Main coronavirus symptoms – a fever or dry cough (affects breathing and respiratory system)
- 31 December 2019 - World Health Organisation’s (WHO) China office first reports of a previously unknown Coronavirus known to jump from animals to humans. Suspected to have originated from a market where wild animals, including marmots, birds, rabbits, bats and snakes, are traded illegally.
United Kingdom 2020
- 22 January – Public Health England announce risk level to be moved from ‘very low’ to ‘low’
- 29 January - first two people test positive for Coronavirus after two Chinese nationals from the same family staying at a hotel in York fall ill. A plane evacuating Britons from Wuhan arrives at RAF Brize Norton. Passengers go into a 14-day quarantine at a specialist hospital on Merseyside.
- 4 March – cases surge in the UK, as officials announce the biggest one-day increase so far as 34 cases bring the total to 87
- 10 March - 6 people in the UK have now died of the illness
- 11 March - World Health Organisation officially declared the Covid-19 outbreak a global pandemic.
- 13 March - UK sporting events postponement including the London Marathon. Premier League fixtures are suspended.
- 16 March - prime minister Boris Johnson led the first daily coronavirus press conference, saying that the government now advised all UK residents to avoid non-essential social contact and travel where possible.
- 19 March - government took the unprecedented step of extending a lockdown to the entire country, shutting cinemas, theatres, gyms, discos and pubs and banning weddings and all but immediate family to funerals. In the UK, the government has shut schools, pubs, restaurants, bars, cafés and all non-essential shops for at least six weeks. Schools in England, Scotland and Wales were shut until further notice. Only vulnerable children, or those who are the sons and daughters of employees in the NHS or other key industries, will be permitted to remain at school.
- 20 March - The chancellor announces the government will pay up to 80% of wages for workers at risk of being laid off.
- 23 March – after a weekend where many seemed to flout the social distancing recommendations, the prime minister Boris Johnson put the UK under lockdown.
- Police have the power to fine groups of more than two and those outside for non-essential reasons. People are only allowed to leave their homes for essential work, for food or medical supplies, to care for a vulnerable person or for one exercise session per day.
- Social distancing rules – 2mtrs and no physical contact
- The NHS has identified the 1.5 million people most vulnerable, people older than 70, or those who have underlying health conditions. and sent them letters instructing them to self-isolate for 12 weeks.
- 30 March - Foreign Secretary Dominic Raab announces the government is to spend £75 million on charter flights and airline tickets to repatriate up to 300,000 Britons stranded abroad as countries have closed their borders to limit the spread of the coronavirus.
- 9 April - UK records its highest daily death toll at 938 deaths recorded in 24 hours.

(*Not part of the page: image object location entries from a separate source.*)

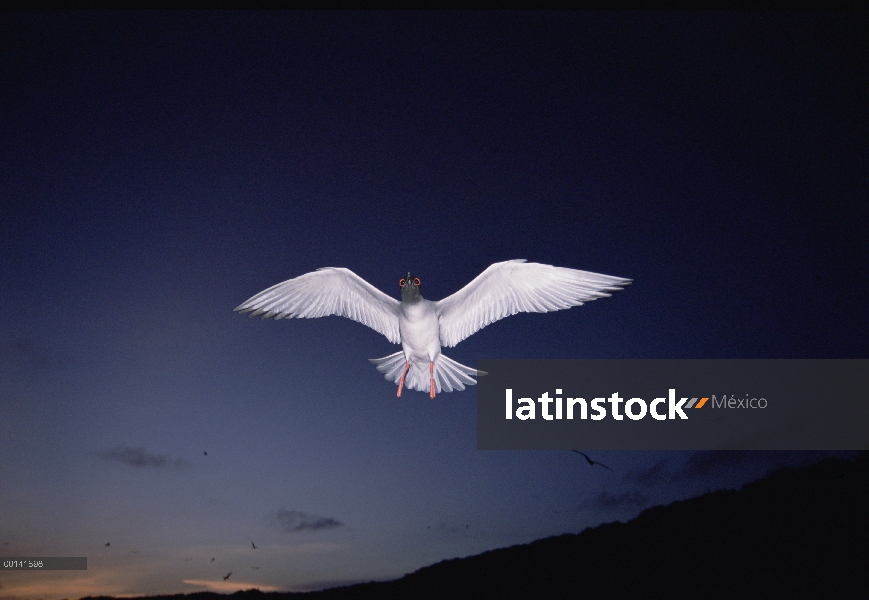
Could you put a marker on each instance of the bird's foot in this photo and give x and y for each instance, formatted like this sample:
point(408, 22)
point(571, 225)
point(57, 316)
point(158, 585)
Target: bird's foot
point(401, 381)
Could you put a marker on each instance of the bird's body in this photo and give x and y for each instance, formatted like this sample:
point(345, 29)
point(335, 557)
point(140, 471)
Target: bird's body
point(423, 327)
point(590, 462)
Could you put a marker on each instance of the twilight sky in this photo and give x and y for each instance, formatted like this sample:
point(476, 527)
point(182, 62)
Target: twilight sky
point(157, 169)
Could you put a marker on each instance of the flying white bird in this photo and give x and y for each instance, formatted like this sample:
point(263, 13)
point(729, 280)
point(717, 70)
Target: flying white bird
point(421, 326)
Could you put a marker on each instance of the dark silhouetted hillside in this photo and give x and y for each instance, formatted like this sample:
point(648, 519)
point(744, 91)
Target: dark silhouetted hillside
point(798, 533)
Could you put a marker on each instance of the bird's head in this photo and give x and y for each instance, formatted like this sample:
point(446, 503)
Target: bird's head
point(410, 289)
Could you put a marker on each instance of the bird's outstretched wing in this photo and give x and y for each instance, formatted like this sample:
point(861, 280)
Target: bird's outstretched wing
point(515, 286)
point(328, 291)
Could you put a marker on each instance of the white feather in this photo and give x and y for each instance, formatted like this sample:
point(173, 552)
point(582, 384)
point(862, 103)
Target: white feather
point(515, 286)
point(328, 291)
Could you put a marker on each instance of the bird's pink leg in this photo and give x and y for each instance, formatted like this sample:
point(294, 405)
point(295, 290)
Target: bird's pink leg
point(401, 381)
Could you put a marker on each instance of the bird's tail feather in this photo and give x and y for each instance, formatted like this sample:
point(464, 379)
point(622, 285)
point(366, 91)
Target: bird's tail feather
point(448, 374)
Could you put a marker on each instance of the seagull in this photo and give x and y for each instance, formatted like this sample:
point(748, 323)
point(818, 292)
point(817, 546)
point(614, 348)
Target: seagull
point(591, 462)
point(423, 327)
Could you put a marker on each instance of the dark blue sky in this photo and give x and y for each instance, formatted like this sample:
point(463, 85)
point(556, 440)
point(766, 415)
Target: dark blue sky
point(157, 169)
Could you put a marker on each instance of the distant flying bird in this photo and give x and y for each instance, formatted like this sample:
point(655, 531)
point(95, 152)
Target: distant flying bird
point(591, 462)
point(421, 326)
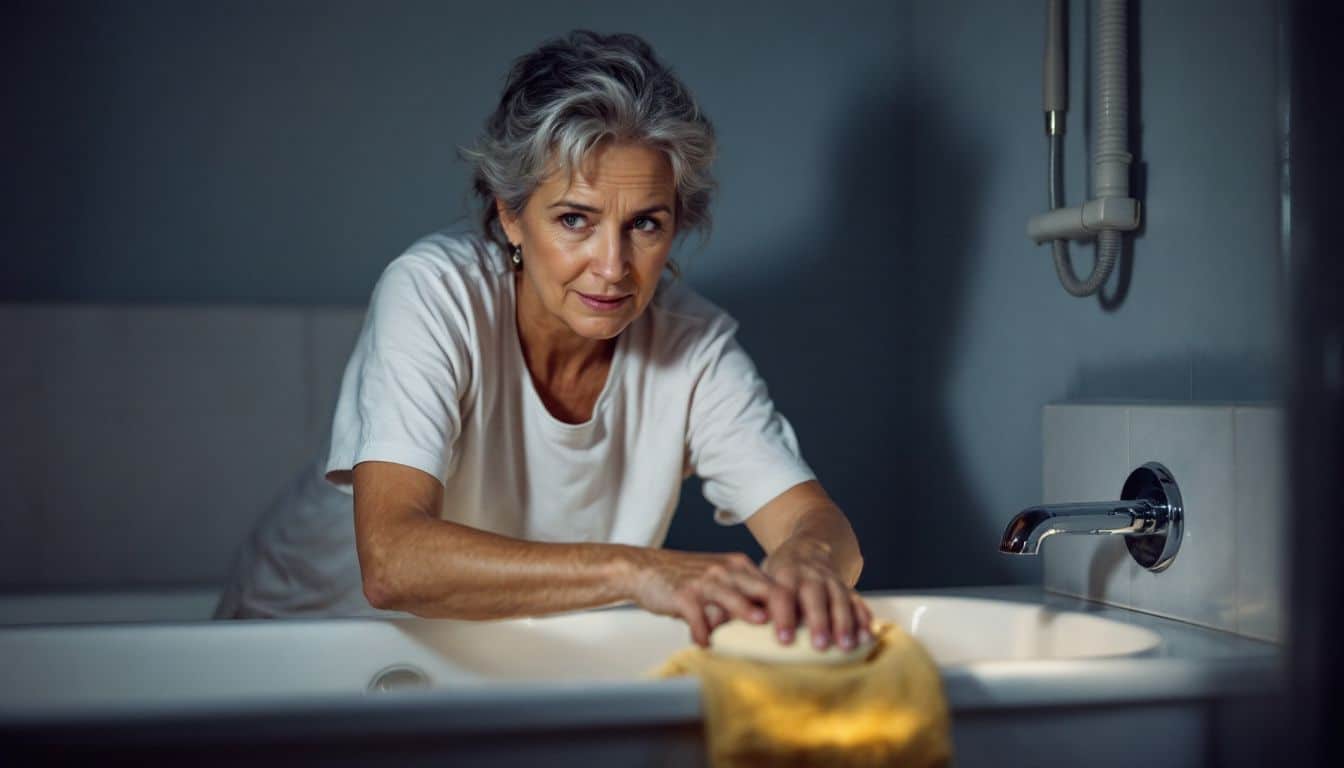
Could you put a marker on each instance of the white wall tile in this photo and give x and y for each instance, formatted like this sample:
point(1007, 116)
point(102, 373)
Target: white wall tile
point(1195, 444)
point(331, 335)
point(1086, 459)
point(1261, 515)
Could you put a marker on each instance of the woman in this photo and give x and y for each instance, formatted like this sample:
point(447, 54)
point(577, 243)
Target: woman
point(522, 405)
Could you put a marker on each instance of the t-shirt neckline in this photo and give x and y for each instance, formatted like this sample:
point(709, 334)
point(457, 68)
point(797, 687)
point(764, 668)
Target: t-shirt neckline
point(530, 386)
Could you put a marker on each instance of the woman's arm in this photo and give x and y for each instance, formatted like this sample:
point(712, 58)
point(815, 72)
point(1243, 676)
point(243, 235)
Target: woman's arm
point(415, 562)
point(812, 550)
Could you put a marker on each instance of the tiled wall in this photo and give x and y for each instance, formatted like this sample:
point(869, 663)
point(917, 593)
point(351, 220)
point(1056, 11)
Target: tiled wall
point(1227, 462)
point(141, 443)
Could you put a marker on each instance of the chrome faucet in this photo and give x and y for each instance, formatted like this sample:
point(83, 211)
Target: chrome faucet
point(1149, 515)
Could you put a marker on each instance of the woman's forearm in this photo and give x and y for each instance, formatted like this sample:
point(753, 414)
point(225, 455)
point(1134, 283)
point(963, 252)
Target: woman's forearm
point(825, 529)
point(441, 569)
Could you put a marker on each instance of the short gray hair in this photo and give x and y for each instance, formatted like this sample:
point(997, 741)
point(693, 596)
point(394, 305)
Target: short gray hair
point(574, 92)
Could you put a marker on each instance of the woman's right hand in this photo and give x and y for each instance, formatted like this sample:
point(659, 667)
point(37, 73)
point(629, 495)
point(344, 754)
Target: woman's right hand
point(703, 589)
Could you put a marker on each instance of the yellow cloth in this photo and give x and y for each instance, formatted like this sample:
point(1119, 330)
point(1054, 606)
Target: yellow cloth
point(886, 710)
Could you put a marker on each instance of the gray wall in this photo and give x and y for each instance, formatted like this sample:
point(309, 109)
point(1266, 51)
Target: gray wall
point(878, 166)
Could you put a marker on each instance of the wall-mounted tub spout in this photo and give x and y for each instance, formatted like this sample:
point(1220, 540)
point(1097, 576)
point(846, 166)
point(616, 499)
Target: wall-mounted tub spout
point(1149, 515)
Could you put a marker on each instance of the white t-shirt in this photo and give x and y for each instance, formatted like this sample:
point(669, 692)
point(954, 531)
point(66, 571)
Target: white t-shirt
point(437, 381)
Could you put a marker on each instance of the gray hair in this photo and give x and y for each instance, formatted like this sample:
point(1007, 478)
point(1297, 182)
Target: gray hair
point(567, 96)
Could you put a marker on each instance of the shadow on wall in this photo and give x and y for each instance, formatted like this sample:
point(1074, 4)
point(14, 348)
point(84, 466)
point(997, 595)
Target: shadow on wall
point(855, 343)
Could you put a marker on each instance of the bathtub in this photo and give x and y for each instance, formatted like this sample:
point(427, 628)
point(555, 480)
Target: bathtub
point(575, 687)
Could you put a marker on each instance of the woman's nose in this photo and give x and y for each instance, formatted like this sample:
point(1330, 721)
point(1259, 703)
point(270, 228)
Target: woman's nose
point(610, 260)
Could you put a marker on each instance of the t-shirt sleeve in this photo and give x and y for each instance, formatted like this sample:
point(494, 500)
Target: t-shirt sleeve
point(401, 392)
point(742, 448)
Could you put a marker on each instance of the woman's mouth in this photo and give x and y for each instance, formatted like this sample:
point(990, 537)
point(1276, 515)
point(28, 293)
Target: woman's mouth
point(604, 304)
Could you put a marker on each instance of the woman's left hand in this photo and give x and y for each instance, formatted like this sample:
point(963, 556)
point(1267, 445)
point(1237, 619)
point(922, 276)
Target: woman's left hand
point(831, 608)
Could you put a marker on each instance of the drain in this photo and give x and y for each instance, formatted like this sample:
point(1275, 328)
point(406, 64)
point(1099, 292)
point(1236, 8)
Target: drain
point(399, 677)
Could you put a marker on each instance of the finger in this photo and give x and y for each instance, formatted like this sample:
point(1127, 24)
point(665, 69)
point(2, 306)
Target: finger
point(812, 595)
point(729, 599)
point(842, 615)
point(863, 618)
point(782, 599)
point(756, 588)
point(691, 612)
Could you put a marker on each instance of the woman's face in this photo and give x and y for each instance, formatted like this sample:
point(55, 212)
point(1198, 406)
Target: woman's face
point(606, 236)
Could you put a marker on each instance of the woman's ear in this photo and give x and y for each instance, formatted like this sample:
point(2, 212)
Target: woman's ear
point(508, 222)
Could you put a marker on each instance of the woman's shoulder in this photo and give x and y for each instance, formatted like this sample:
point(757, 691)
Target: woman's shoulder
point(684, 322)
point(463, 253)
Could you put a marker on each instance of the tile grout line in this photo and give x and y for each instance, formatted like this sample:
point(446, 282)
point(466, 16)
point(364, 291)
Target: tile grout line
point(1237, 514)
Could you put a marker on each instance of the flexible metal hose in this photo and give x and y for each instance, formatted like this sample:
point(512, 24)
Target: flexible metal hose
point(1110, 160)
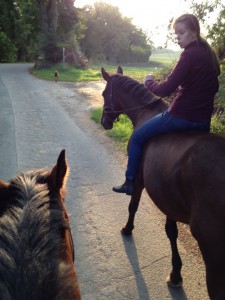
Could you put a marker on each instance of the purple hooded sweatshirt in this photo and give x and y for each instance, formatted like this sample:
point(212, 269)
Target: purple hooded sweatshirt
point(197, 84)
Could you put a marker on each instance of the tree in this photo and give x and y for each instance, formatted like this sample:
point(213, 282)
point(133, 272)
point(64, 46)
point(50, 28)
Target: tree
point(107, 36)
point(7, 49)
point(58, 19)
point(215, 31)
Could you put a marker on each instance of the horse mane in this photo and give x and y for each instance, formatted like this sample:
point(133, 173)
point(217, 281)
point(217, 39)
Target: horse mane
point(134, 88)
point(30, 241)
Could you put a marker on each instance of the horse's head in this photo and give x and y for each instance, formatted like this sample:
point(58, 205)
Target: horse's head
point(53, 180)
point(110, 111)
point(33, 219)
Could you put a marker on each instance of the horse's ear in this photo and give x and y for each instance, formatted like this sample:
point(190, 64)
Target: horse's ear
point(105, 75)
point(119, 70)
point(59, 172)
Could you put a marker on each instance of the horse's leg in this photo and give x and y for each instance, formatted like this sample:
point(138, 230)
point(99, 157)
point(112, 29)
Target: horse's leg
point(212, 247)
point(175, 278)
point(132, 209)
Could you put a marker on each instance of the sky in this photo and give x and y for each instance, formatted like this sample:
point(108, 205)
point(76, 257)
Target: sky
point(151, 15)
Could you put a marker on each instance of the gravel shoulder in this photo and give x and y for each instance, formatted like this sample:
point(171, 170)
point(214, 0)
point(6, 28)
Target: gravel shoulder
point(78, 101)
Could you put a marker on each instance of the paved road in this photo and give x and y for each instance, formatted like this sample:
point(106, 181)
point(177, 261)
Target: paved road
point(38, 119)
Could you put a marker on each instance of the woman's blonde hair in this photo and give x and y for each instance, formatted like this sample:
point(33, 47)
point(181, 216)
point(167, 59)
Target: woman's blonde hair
point(192, 23)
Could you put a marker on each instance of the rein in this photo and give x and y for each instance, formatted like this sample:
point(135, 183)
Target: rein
point(109, 109)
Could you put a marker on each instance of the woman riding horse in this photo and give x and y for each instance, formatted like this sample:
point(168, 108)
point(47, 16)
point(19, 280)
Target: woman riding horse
point(196, 78)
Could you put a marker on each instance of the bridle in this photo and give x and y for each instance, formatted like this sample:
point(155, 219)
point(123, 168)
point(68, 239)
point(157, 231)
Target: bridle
point(109, 109)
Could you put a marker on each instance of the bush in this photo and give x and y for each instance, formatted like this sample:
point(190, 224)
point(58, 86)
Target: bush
point(7, 49)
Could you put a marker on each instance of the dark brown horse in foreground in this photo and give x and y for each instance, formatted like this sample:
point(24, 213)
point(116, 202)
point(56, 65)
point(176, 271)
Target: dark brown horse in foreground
point(183, 173)
point(36, 246)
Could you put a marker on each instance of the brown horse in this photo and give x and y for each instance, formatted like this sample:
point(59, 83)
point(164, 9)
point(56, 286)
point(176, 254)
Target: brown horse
point(37, 254)
point(183, 173)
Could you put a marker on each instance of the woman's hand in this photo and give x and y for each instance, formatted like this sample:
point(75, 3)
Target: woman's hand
point(149, 77)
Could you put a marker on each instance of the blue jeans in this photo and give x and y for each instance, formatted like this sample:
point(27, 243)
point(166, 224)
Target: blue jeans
point(161, 123)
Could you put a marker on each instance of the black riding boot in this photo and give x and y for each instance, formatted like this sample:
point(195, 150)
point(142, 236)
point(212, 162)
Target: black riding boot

- 16 April - foreign secretary Dominic Raab announced that the UK lockdown would be extended for at least another three weeks.
- 17 April- NHS ask Doctors and nurses to work without some PPE as supplies begin to run out.
- 22 April - (UK) 138,078 confirmed cases and 18,738 hospital deaths however the true number is likely to be considerably higher.
- April 26 - Dominic Raab confirmed that the UK will not ease lockdown measures despite intense pressure to get the economy moving and said the Government would proceed “cautiously” to avoid a second peak in the outbreak.
A vaccine for Covid-19 isn’t around the corner. Bringing vaccines to the market is a notoriously slow process and any potential vaccine will have to pass multiple stages of testing for safety and effectiveness. And once we know a vaccine is safe, we will also need to manufacture it at a scale high enough to use across the world. It’s likely that any vaccine is around 18 months away.